# Completion (02nd October 2023)

- Iterate by date (Some surveys have the same date)

# Clarifications

- Will the HEIFA scores be 1 decimal place? What if it fails to fall within the range?


# Questions to Ask

- Is it okay to use CSV file from your end as well? Ease of convenience and I don't have to hardcode it in my end
- Need some examples for vegetables and fruits variations

In [None]:
from utils import *

import nest_asyncio
import asyncio

# Only run nest_asyncio in a Jupyter Notebook environment
nest_asyncio.apply()

In [None]:
# Load the respective files

async def get_all_dataframes():
    return await asyncio.gather(
        load_intake24(),
        load_heifa_ingredients(),
        load_heifa_recipes(),
        load_heifa_scores()
    )

intake24_df, heifa_food_df, heifa_recipes_df, heifa_scores_df = asyncio.run(get_all_dataframes())

# Breakdown of Intake 24:

The file has many users.

Each user has many surveys.

Each survey has many meal intake.

Each intake consists of many food components.

Every food component is marked with a "Nutrition ID code".

In [None]:
user_dict = create_user_objects(intake24_df)

#for user_id in user_dict.keys():

#    print(f"Printing for User {user_id}")
#    user_obj = user_dict[user_id]
#    user_obj.print_information()

# Breakdown of HEIFA (Food Composition)

Every row in the file is a unique ingredient.

Every ingredient:
- has it's own attributes.
- can be mapped to a 8-digit code (for HEIFA Recipe)
- is used as a divisor for either energy (kilo joules) or grams (g)

In [None]:
# Create the objects
food_composition_dict = create_food_objects(heifa_food_df)
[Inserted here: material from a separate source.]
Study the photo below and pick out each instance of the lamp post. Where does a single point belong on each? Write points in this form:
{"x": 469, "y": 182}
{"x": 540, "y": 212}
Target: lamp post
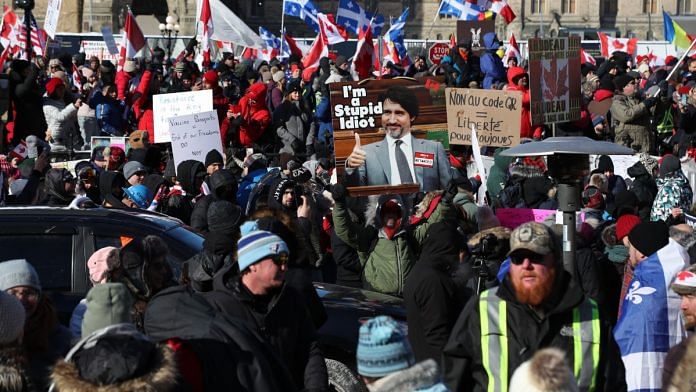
{"x": 171, "y": 27}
#for key, food_comp_obj in food_composition_dict.items():
#    food_comp_obj.print_full_details()

# Breakdown of HEIFA (Recipes)

- Every recipe has multiple ingredients
- Keys are repeated across rows (similar to Survey ID of Intake24)
- Every ingredient has respective proportion to the recipe

In [None]:
recipe_dict = create_recipe_objects(heifa_recipes_df)

#for id, recipe_obj in recipe_dict.items():
#    print(f"Printing for ID {id}\n")
#    recipe_obj.print_ingredients_information()

## Mapping between Intake24 and HEIFA Ingredients

- For each user, extract the given nutrients and store in an array.
- This is from ALL the survey data.
- We don't care about the order here.
- The array will contain a list of dictionaries/JSON.

In the array:

- Use the HEIFA ID (from user) to map to the HEIFA Ingredients' HEIFA ID.
- Check if a result is found or not.
- Check if it requires a recipe or not.

## Mapping between Intake24 and HEIFA Recipes

This is in case a recipe is found (The second step).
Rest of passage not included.